Hey Viktor,
1) I can get 5 minute values on the holdings, but only 1 hour values on the fund, so that's the real issue. The five minute values give me a heads up for the value at the end of the hour before my trade deadline. More an indicator on direction that anything else.
2) I try to trade as infrequently as possible. So I threw the 30 day figure in really just because I always avoid the 0.75% redemption fee. The real thinking goes into what will happen in the world in 1, 2, 5 and 10 years out. When you pick sectors in that timeframe, you're much more of a buy and hold style investor than a trader.
3) FMR is the research arm of Fido. The make the research recommendations for the fund managers to work with when selecting investment positions. In the case of the Select funds, they try to pick the best stocks in the sector, and then the fund manager decides yea or ney in accordance with his or her specific style. That's what you pay for in the fees on the funds. All those guys in FMR, pouring over reports, financials, news and beating the pavement out to talk with company management. Look at the 5 and 10 year return figures for the funds and you'll probably come to the same conclusion that I did, they do a pretty good job!

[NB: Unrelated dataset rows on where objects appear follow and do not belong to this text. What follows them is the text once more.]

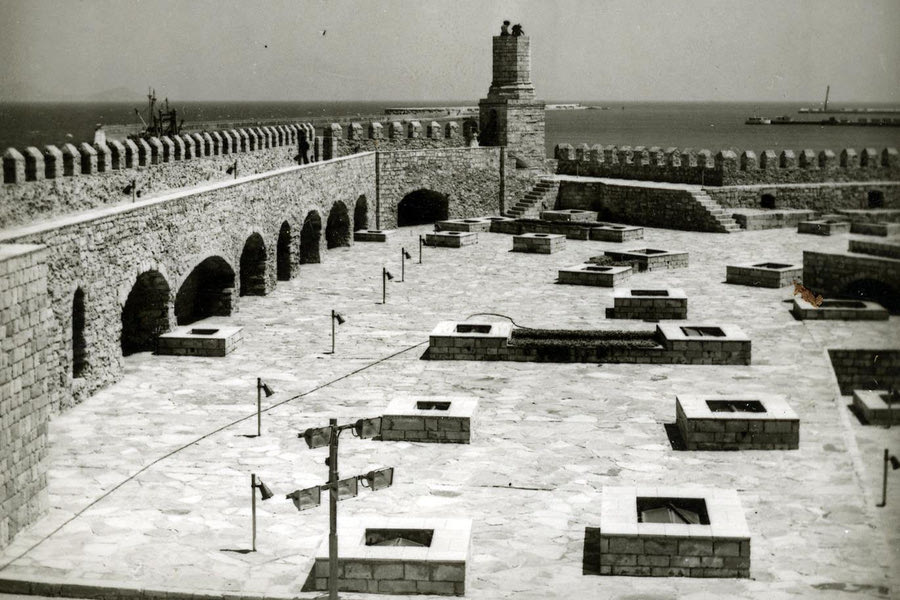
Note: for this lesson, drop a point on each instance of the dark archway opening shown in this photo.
(422, 206)
(207, 292)
(875, 199)
(337, 230)
(283, 253)
(146, 313)
(79, 346)
(310, 236)
(361, 214)
(875, 290)
(253, 267)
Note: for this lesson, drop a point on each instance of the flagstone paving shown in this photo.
(157, 466)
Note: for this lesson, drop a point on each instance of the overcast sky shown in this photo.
(759, 50)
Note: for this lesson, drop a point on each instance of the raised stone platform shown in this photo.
(434, 419)
(648, 304)
(596, 275)
(877, 407)
(650, 259)
(200, 339)
(768, 274)
(824, 227)
(372, 235)
(392, 555)
(839, 310)
(752, 423)
(451, 239)
(539, 243)
(668, 531)
(569, 214)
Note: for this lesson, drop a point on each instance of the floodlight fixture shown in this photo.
(367, 428)
(378, 479)
(317, 437)
(306, 498)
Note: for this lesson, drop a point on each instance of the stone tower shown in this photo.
(510, 116)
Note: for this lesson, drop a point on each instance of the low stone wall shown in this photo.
(865, 369)
(25, 387)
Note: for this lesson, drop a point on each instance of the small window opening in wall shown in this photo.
(432, 405)
(875, 199)
(735, 406)
(399, 537)
(465, 328)
(688, 511)
(703, 331)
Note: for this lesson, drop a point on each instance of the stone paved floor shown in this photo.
(564, 430)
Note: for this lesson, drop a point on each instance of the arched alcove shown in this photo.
(207, 292)
(284, 266)
(310, 238)
(361, 214)
(79, 346)
(146, 313)
(337, 229)
(253, 267)
(422, 206)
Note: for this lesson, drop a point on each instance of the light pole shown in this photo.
(317, 437)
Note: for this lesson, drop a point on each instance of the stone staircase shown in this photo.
(719, 218)
(530, 206)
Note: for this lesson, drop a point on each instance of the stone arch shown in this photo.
(206, 292)
(422, 206)
(253, 266)
(79, 345)
(145, 314)
(361, 213)
(337, 229)
(284, 264)
(876, 290)
(875, 199)
(310, 238)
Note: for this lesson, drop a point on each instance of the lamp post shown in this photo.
(403, 256)
(317, 437)
(260, 388)
(265, 493)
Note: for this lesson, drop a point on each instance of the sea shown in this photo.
(712, 125)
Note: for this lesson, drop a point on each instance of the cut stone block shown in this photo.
(451, 239)
(201, 339)
(372, 235)
(435, 419)
(877, 407)
(596, 275)
(648, 304)
(746, 423)
(765, 274)
(539, 243)
(389, 555)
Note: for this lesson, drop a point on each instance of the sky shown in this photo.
(430, 50)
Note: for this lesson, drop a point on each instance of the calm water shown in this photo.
(697, 125)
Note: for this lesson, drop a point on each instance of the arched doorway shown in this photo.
(207, 292)
(146, 313)
(337, 229)
(283, 262)
(361, 214)
(253, 267)
(875, 290)
(422, 206)
(310, 236)
(79, 346)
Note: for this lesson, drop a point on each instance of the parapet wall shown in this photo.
(726, 167)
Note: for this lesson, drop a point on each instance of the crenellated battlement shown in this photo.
(726, 167)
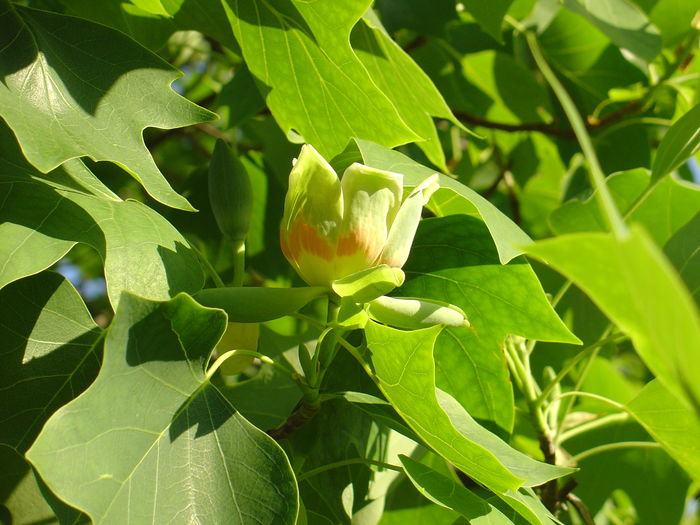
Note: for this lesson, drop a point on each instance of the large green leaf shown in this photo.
(682, 250)
(623, 22)
(453, 259)
(680, 142)
(412, 92)
(654, 483)
(318, 87)
(662, 207)
(86, 100)
(452, 197)
(141, 251)
(51, 353)
(670, 423)
(152, 439)
(444, 491)
(403, 364)
(637, 288)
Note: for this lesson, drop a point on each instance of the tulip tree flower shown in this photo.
(335, 227)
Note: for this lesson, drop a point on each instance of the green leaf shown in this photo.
(623, 22)
(369, 284)
(142, 252)
(662, 207)
(318, 87)
(408, 87)
(682, 250)
(403, 364)
(452, 197)
(680, 142)
(254, 305)
(453, 259)
(489, 15)
(86, 101)
(151, 435)
(586, 58)
(448, 493)
(411, 313)
(630, 470)
(637, 288)
(670, 423)
(51, 354)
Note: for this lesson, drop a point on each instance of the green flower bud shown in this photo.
(335, 227)
(230, 193)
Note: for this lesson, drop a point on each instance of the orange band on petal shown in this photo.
(304, 237)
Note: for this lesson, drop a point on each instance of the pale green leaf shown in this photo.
(623, 22)
(318, 87)
(670, 423)
(410, 90)
(448, 493)
(86, 100)
(637, 288)
(452, 197)
(489, 15)
(256, 304)
(169, 448)
(403, 364)
(141, 251)
(683, 250)
(662, 206)
(453, 259)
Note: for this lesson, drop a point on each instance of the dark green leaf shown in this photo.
(254, 305)
(86, 100)
(681, 142)
(489, 15)
(151, 436)
(623, 22)
(637, 288)
(453, 259)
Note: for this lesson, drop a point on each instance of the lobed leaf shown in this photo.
(152, 439)
(86, 100)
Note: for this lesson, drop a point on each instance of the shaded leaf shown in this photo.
(489, 15)
(450, 494)
(454, 259)
(670, 423)
(623, 22)
(170, 447)
(403, 363)
(86, 101)
(680, 142)
(141, 251)
(637, 288)
(410, 90)
(317, 85)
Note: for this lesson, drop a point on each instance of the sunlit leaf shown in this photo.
(86, 100)
(168, 437)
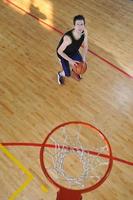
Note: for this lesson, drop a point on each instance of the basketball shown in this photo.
(80, 68)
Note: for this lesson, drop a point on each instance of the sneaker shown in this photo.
(60, 79)
(76, 76)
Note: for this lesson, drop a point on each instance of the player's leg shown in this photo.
(79, 58)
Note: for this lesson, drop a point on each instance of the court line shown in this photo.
(57, 30)
(53, 146)
(23, 169)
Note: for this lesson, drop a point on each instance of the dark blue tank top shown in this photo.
(73, 48)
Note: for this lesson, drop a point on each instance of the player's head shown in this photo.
(79, 23)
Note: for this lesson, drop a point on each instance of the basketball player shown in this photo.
(68, 49)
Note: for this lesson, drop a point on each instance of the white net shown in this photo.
(76, 160)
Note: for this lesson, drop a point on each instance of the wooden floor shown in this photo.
(32, 103)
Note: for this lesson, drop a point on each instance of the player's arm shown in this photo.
(85, 46)
(66, 42)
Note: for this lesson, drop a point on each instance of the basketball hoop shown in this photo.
(77, 158)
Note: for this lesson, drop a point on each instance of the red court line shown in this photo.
(53, 146)
(57, 30)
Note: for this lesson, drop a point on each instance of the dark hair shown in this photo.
(78, 17)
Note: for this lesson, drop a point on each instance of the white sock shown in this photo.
(62, 73)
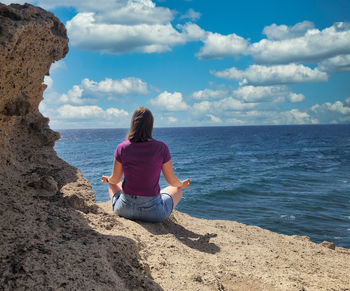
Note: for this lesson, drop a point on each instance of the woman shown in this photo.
(141, 159)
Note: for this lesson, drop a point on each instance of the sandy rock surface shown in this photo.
(53, 236)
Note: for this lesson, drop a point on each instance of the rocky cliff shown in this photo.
(53, 236)
(45, 240)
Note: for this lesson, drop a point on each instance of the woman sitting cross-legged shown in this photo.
(141, 159)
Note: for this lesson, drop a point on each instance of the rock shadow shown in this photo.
(191, 239)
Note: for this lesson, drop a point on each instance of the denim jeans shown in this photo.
(152, 209)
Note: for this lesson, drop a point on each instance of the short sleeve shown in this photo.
(118, 153)
(166, 154)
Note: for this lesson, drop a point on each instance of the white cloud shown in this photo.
(214, 119)
(295, 116)
(172, 119)
(274, 94)
(128, 12)
(89, 90)
(338, 107)
(217, 46)
(169, 101)
(225, 104)
(90, 112)
(84, 30)
(208, 94)
(191, 14)
(313, 46)
(124, 86)
(279, 32)
(73, 96)
(203, 106)
(294, 98)
(336, 64)
(273, 75)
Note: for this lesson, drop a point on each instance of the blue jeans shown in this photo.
(152, 209)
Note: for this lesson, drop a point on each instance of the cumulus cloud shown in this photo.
(191, 14)
(274, 94)
(124, 86)
(225, 104)
(273, 75)
(172, 119)
(294, 97)
(336, 64)
(279, 32)
(90, 112)
(169, 101)
(84, 29)
(214, 119)
(266, 117)
(89, 89)
(129, 12)
(209, 94)
(337, 107)
(217, 46)
(313, 46)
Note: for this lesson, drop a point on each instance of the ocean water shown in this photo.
(288, 179)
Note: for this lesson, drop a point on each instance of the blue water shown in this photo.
(289, 179)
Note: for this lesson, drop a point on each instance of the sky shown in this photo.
(200, 63)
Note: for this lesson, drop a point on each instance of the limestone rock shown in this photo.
(328, 244)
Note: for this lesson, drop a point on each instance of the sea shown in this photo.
(291, 179)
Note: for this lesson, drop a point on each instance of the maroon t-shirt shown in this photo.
(142, 163)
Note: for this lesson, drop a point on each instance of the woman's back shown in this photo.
(142, 163)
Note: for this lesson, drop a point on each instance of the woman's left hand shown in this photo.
(104, 180)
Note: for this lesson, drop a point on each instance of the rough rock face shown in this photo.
(31, 40)
(45, 239)
(53, 236)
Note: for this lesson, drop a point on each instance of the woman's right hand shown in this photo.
(186, 183)
(104, 180)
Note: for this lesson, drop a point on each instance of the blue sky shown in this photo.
(200, 63)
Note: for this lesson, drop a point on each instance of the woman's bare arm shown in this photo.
(170, 177)
(116, 176)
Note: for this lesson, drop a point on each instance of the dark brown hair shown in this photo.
(141, 125)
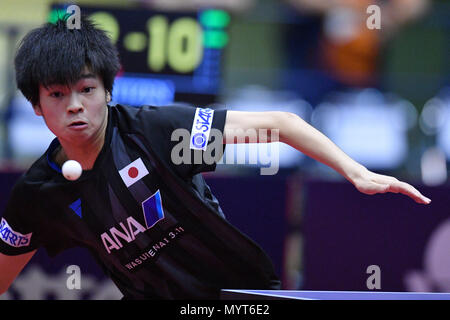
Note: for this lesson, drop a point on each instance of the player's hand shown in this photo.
(370, 183)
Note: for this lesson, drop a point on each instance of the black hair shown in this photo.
(54, 54)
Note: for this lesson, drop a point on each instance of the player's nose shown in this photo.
(75, 106)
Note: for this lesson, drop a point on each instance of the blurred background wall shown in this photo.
(382, 95)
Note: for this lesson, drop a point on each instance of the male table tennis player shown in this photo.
(153, 226)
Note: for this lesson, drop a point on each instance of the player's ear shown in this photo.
(37, 109)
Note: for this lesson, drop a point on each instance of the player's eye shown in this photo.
(56, 94)
(88, 89)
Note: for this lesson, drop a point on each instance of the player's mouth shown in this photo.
(78, 125)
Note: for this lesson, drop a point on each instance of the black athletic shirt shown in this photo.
(153, 226)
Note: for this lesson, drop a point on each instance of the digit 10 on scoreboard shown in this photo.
(160, 42)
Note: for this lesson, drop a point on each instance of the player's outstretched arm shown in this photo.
(10, 267)
(297, 133)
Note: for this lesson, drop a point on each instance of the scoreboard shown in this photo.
(165, 56)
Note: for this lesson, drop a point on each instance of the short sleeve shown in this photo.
(189, 139)
(18, 230)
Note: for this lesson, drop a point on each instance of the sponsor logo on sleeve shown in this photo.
(13, 238)
(201, 128)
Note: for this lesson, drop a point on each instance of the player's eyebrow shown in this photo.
(87, 76)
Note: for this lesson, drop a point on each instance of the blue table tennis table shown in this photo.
(329, 295)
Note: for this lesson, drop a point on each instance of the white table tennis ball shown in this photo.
(71, 170)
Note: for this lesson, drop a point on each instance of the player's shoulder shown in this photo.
(132, 118)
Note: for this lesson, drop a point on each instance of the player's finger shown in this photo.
(409, 190)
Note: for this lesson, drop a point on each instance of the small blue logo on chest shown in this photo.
(76, 207)
(153, 211)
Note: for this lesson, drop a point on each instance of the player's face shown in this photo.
(76, 114)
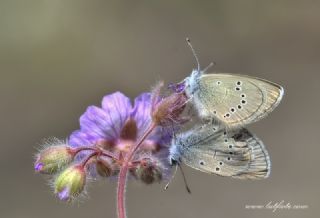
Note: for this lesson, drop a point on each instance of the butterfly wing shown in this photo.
(235, 100)
(238, 154)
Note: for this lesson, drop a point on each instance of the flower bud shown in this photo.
(149, 171)
(70, 183)
(51, 159)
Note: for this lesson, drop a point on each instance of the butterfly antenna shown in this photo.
(193, 52)
(171, 178)
(209, 66)
(185, 180)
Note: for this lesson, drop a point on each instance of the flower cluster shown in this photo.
(106, 135)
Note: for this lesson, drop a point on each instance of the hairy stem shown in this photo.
(122, 180)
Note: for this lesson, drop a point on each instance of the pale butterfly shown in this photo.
(211, 149)
(234, 100)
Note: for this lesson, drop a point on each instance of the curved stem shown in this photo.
(122, 180)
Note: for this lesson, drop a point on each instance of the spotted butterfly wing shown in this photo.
(237, 153)
(235, 100)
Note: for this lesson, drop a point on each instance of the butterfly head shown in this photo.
(174, 154)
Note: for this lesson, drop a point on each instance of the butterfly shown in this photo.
(212, 149)
(233, 100)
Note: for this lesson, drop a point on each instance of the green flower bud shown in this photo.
(149, 171)
(70, 183)
(51, 159)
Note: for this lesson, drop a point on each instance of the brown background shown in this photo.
(58, 57)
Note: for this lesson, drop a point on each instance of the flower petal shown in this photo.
(95, 122)
(141, 111)
(117, 109)
(79, 138)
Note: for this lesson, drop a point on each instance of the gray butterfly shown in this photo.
(234, 100)
(211, 149)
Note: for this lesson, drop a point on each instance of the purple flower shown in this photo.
(117, 126)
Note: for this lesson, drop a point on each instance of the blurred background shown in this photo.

Finally, historic return. I would really hate to put any stakes in the stand for my own experience. However, I did read an interesting post on this thread (or was it somewhere else in SI?) not too long ago that goes something like this: If you follow a strategy whereby every six months or a year you rebalance into the best five performing sectors for the previous period you come out somewhere around 30% annually over time. And that doesn't even include doing some homework to figure out what the world is going to need in the future, just a more mechanical approach. Sort of a slow moving momentum play.
Sit down with Fido's big thick prosectus book on all the Select funds sometime and look at the graphs and see how the various sectors correlate and perform over time. Alot depends upon how much time you have to spend on your investments. That's really all I can offer, I've been pleased by the result and received an education at the same time.